First Principles: Visibility, Definition and Ownership

To be effective and sustainable any approach to managing data and managing change in business systems must be founded on the visibility, definition and ownership of data across all business activities, where…

VISIBILITY – i.e. the ability to look across all business activities from any individual perspective...

...should permit an enterprise-wide search for every occurrence of a chosen logical or physical data element or domain value. And given that all business references and descriptions are subjective (so that the same concept may be referred to or described differently by different business parties), VISIBILITY should also facilitate the translation of subjective terms - e.g. entity & attribute names, activity descriptions - from one business area to another.

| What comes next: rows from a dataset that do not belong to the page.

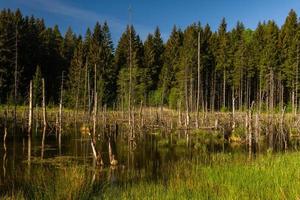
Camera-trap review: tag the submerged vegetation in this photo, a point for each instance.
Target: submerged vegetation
(207, 176)
(206, 115)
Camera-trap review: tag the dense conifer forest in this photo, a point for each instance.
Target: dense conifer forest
(196, 68)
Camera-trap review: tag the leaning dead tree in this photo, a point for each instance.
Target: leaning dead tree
(130, 70)
(199, 79)
(30, 109)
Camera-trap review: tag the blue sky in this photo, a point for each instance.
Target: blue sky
(146, 15)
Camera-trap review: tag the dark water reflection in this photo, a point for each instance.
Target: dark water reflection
(149, 158)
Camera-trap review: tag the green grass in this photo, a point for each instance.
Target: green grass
(268, 177)
(214, 176)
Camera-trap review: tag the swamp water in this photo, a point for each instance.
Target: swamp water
(67, 170)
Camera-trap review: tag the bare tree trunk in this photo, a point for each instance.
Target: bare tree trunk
(297, 71)
(272, 91)
(60, 103)
(198, 82)
(85, 87)
(130, 74)
(44, 103)
(30, 109)
(224, 88)
(187, 120)
(95, 118)
(16, 80)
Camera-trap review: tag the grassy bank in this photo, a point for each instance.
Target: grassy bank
(267, 177)
(218, 176)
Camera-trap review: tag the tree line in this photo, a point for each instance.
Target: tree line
(196, 68)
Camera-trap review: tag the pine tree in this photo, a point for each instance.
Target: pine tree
(37, 87)
(170, 68)
(222, 57)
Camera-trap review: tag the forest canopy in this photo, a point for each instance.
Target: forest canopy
(238, 65)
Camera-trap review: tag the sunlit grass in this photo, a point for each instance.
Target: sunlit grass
(268, 177)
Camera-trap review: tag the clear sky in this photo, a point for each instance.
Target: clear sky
(146, 15)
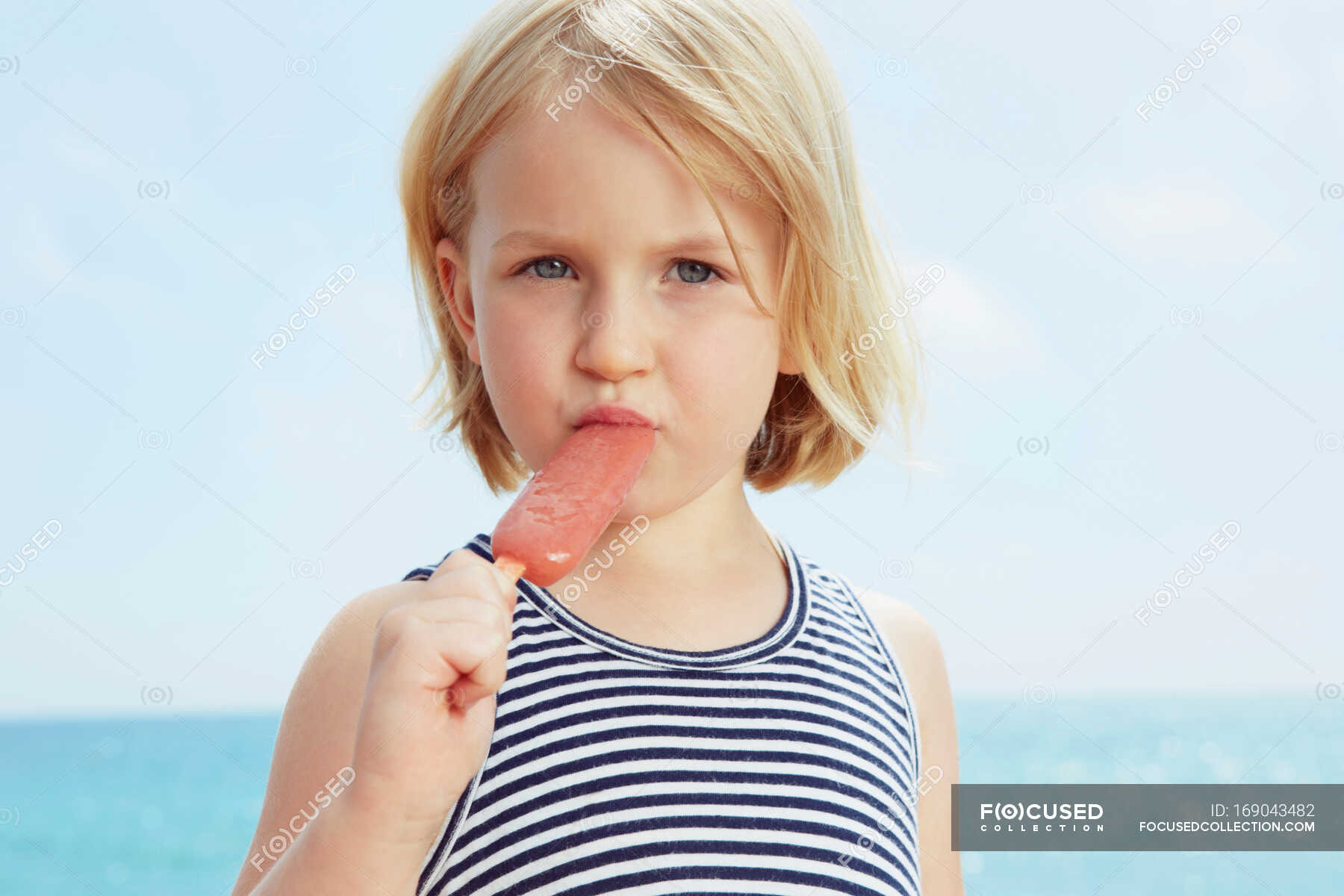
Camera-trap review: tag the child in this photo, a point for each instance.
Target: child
(653, 206)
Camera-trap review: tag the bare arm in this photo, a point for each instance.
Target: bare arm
(917, 647)
(315, 835)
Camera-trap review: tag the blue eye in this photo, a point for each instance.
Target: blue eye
(685, 267)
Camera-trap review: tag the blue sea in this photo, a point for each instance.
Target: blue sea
(167, 805)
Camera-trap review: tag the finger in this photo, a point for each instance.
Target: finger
(456, 561)
(468, 571)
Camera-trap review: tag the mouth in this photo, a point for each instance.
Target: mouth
(613, 414)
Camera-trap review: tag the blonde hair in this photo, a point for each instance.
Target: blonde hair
(754, 108)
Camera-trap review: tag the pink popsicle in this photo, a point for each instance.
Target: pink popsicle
(564, 507)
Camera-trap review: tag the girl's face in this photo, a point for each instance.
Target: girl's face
(597, 272)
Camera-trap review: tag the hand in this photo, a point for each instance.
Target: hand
(428, 718)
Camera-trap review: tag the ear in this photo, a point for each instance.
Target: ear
(457, 293)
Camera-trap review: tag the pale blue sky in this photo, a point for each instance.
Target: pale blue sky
(1137, 341)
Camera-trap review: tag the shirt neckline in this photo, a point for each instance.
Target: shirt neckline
(781, 635)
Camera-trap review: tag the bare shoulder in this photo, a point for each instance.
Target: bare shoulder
(316, 735)
(920, 652)
(912, 635)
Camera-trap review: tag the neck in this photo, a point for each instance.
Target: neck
(671, 556)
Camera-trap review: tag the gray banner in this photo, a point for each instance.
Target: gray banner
(1147, 817)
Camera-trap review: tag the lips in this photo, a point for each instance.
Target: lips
(617, 414)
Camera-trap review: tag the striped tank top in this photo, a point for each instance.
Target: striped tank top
(786, 765)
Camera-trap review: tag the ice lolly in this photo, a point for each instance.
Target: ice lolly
(564, 507)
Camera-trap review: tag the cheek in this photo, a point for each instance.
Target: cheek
(519, 356)
(729, 366)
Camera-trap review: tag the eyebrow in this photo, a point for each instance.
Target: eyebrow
(524, 238)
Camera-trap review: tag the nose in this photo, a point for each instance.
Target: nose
(615, 339)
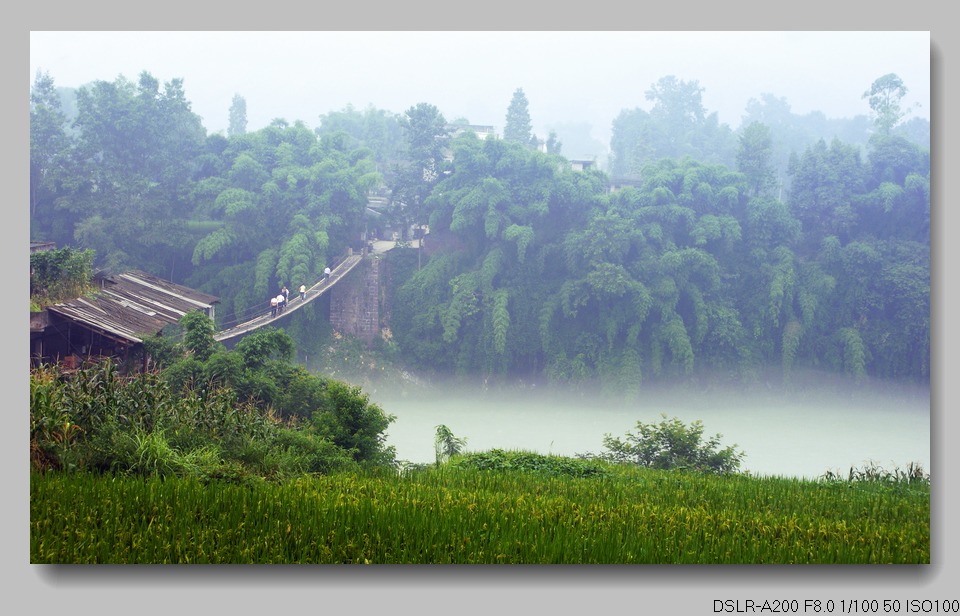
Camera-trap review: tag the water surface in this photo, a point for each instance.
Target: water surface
(803, 433)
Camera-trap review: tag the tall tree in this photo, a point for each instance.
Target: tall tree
(48, 147)
(238, 116)
(518, 126)
(884, 97)
(426, 132)
(137, 144)
(754, 158)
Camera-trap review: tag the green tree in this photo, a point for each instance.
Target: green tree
(884, 96)
(198, 337)
(238, 116)
(352, 422)
(427, 134)
(671, 444)
(446, 444)
(754, 158)
(136, 149)
(49, 147)
(518, 126)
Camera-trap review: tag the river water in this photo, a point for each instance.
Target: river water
(803, 433)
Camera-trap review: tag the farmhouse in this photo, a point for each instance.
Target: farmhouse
(128, 308)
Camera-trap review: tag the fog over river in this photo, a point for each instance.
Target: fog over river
(802, 432)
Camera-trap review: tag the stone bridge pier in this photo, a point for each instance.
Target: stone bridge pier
(355, 302)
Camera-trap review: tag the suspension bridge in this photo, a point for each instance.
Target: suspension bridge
(294, 303)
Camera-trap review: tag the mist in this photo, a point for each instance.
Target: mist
(817, 424)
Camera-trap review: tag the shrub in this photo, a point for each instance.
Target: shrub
(671, 444)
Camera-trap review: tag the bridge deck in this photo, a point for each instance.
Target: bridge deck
(294, 303)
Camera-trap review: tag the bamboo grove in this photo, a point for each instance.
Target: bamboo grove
(706, 263)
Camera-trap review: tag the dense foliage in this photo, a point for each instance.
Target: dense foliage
(274, 423)
(726, 254)
(60, 274)
(671, 444)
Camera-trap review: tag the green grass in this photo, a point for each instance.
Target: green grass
(517, 508)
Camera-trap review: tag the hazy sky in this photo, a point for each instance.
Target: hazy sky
(567, 76)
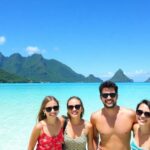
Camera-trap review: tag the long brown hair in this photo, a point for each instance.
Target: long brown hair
(41, 115)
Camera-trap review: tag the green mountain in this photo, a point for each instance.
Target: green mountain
(11, 78)
(37, 69)
(119, 76)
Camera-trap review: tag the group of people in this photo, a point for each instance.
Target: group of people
(109, 128)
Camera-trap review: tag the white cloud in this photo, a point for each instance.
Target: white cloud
(56, 49)
(138, 73)
(32, 50)
(107, 74)
(2, 40)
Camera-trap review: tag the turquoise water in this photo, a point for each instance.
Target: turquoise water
(19, 105)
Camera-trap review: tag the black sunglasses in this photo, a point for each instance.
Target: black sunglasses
(49, 109)
(140, 112)
(105, 95)
(74, 106)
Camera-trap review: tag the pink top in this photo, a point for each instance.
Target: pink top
(46, 142)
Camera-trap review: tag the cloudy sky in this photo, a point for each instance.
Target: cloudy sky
(92, 37)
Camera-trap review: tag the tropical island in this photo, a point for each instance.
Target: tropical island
(35, 68)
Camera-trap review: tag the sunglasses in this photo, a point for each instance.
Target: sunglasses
(74, 106)
(140, 112)
(105, 95)
(49, 109)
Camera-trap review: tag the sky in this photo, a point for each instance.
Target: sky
(90, 36)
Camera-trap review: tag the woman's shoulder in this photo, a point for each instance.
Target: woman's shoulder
(135, 127)
(40, 125)
(88, 124)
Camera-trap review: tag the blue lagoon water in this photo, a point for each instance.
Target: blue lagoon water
(20, 103)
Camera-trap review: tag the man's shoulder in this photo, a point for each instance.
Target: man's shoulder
(128, 112)
(95, 114)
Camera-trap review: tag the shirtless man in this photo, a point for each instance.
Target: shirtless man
(113, 124)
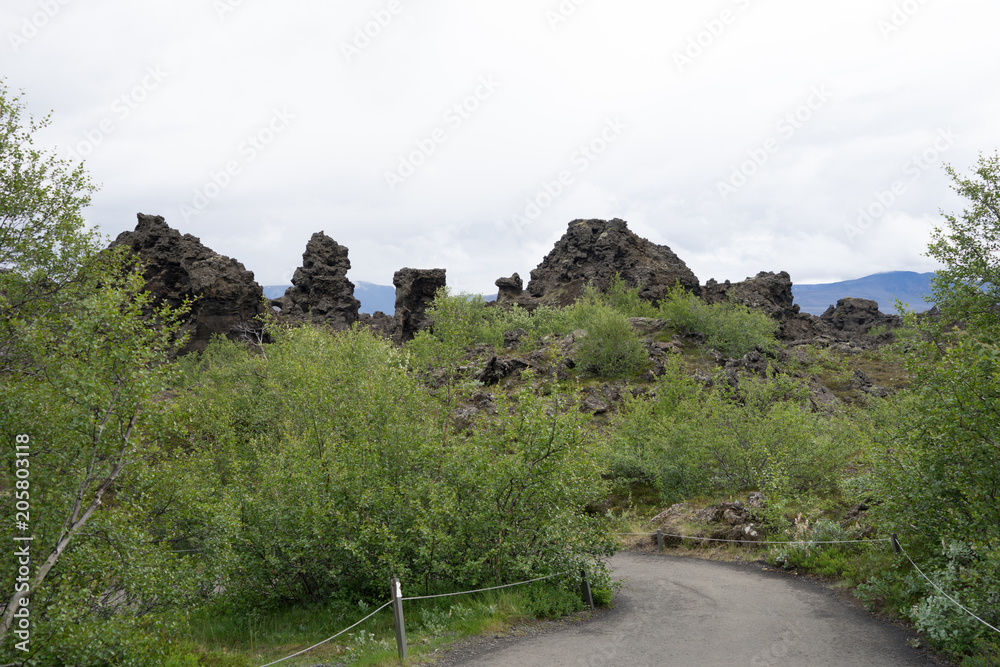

DEFINITION – i.e. a set of logical, objective and meaningful descriptions for all data entities, attributes and domain values involved in all business activities...

...should reveal the commonality or disparity between different business activities with regard to a consistent logical context, given that...

(1) With sufficient analysis of business usage descriptions, physical data structures, example values etc. it is possible to ascertain where two or more physical data elements or domain values are logically equivalent – i.e. have the same logical definition, and...

(2) Within business systems any business activity can only be defined, absolutely and unambiguously, by its data dependencies – i.e. the data elements which are created, read, updated or deleted by that activity.

OWNERSHIP – i.e. the assigning of responsibility to nominated business parties for the pro-active management of all business activities and data assets...

…should ensure that regular data profiling of all relevant data sources is carried out at appropriate frequencies, and that everyone likely to be affected by any change can be easily identified.